70. diggan ◴[] No.44395562{6}[source]
No, I think Apple been clear from the beginning that they won't be able to do everything on the devices themselves, that's why they're building the infrastructure/software for their "cloud intelligence system" or whatever they call it.
71. storus ◴[] No.44395739{4}[source]
You need at least 5x Pro 6000 (for smaller contexts), let's say Max-Q edition running at 300W, so overall you get a minimum of 1500W.

You get around 6 tokens/second which is not great but not terrible. If you use very long prompts, things get bad.

72. 112233 ◴[] No.44403891{5}[source]
Dropping in late into this discussion, but is there any way to "comfortably" use multiple precomputed kv-caches with current models, in the style of this work: https://arxiv.org/abs/2212.10947 ?

Meaning, I pre-parse multiple documents, and the prompt and completion attention sees all of them, but there is no attention between the documents (they are all encoded in the same overlapping positions).

This way you can include basically unlimited amount of data in the prompt, paying for it with the perfomance.

73. 112233 ◴[] No.44404092{3}[source]
I can run full deepseek r1 on m1 max with 64GB of ram. Around 0.5 t/s with small quant. Q4 quant of Maverick (253 GB) runs at 2.3 t/s on it (no GPU offload).

Practically, last gen or even ES/QS EPYC or Xeon (with AMX), enough RAM to fill all 8 or 12 channels plus fast storage (4 Gen5 NVMEs are almost 60 GB/s) on paper at least look like cheapest way to run these huge MoE models at hobbyist speeds.

replies(1): >>44455060 #
74. chisleu ◴[] No.44407585[source]
Right on.

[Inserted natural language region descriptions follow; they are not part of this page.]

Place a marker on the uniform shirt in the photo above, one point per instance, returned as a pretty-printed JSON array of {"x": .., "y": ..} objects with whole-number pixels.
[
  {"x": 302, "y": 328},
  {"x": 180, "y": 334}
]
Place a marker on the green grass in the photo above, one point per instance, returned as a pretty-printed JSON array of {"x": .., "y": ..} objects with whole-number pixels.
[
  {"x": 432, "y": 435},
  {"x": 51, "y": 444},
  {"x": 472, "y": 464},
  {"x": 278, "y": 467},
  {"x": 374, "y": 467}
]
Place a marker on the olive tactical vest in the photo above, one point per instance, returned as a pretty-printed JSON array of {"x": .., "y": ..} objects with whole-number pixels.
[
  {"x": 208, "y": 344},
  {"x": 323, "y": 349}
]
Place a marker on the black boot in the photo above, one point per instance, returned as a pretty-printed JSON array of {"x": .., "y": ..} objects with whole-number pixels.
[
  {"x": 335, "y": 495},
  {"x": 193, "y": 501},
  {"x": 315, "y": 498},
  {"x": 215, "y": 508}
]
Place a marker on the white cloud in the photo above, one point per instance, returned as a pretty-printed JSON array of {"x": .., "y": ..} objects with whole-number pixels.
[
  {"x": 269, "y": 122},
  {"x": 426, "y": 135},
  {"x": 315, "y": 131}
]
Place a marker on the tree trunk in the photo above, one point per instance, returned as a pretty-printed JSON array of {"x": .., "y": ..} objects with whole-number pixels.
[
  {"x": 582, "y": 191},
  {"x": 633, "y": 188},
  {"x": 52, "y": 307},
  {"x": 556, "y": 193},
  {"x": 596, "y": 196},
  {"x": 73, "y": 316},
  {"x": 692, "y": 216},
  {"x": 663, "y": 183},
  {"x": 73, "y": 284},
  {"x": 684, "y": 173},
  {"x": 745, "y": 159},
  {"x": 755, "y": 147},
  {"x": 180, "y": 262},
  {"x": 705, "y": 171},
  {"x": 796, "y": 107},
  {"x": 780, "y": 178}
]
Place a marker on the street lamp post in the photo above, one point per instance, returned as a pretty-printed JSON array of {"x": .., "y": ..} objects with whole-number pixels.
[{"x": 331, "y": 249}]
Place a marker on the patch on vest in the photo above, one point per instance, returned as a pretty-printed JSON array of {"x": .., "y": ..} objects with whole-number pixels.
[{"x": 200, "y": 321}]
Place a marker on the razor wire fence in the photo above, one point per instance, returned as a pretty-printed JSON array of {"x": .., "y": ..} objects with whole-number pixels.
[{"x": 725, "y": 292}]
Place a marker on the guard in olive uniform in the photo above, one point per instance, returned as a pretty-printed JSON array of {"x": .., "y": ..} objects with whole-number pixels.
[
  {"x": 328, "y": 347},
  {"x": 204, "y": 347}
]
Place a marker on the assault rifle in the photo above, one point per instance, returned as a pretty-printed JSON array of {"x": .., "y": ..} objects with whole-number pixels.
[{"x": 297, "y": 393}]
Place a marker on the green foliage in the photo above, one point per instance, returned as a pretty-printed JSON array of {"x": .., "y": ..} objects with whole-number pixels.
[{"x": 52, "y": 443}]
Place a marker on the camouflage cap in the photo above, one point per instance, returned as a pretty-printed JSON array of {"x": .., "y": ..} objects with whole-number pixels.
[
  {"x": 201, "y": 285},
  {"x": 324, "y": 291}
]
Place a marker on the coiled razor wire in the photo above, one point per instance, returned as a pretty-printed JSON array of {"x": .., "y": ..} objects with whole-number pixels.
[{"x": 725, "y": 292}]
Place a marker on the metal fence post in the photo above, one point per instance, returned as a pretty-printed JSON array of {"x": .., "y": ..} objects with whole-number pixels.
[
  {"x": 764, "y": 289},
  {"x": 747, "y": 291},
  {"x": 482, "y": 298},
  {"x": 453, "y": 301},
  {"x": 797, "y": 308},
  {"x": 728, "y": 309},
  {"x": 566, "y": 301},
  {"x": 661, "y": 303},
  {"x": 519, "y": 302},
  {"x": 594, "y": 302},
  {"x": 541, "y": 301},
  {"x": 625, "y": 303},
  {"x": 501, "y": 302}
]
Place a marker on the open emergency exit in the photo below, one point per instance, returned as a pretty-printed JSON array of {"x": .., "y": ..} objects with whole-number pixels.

I also have a laundry list of ML things I want to do starting with fine tuning models.

I don't mind paying for models to do things like code. I like to move really fast when I'm coding. But for other things, I just didn't want to spend a week or two coming up on the hardware needed to build a GPU system. You can just order a big GPU box, but it's going to cost you astronomically right now. Building a system with 4-5 PCIE 5.0 x16 slots, enough power, enough pcie lanes... It's a lot to learn. You can't go on PC part picker and just hunt a motherboard with 6 double slots.

This is a machine to let me do some things with local models. My first goal is to run some quantized version of the new V3 model and try to use it for coding tasks.

I expect it will be slow for sure, but I just want to know what it's capable of.

75. chisleu ◴[] No.44407595[source]
How can you say something so brave, and so wrong?
76. chisleu ◴[] No.44407623[source]
Only on HN can buying a $12k badass computer be a waste of money
77. chisleu ◴[] No.44407647{4}[source]
You are correct that inference speed per $ is not optimized with this purchase.

What is optimized is the ability to find tune medium size models (~200GB) / $

You just can't get 500GB of VRAM for less than $100k. Even with $9k Blackwell cards, you have $10k in a barebones GPU server. You can't use commodity hardware and cluster it because you need fast interconnects. I'm talking 200-400GB/s interconnects. And those take yet another PCIe slot and require expensive Infiniband switches.

Shit gets costly fast. I consternated about this purchase for weeks. Eventually deciding that it's the easiest path to success for my purposes. Not for everyone's, but for mine.

78. chisleu ◴[] No.44407670{4}[source]
Oh I plan to produce a ton of that. I'll post a blog on it to HN and /r/localllama when I'm done.
79. marci ◴[] No.44455060{4}[source]
If you're talking about Deepseek r1 with llama.cpp and mmap, then at this point you can run deepseek r1 on a raspberry zero with a 256GB micro sdcard and a phone charger. The only metric left to know is one's patience.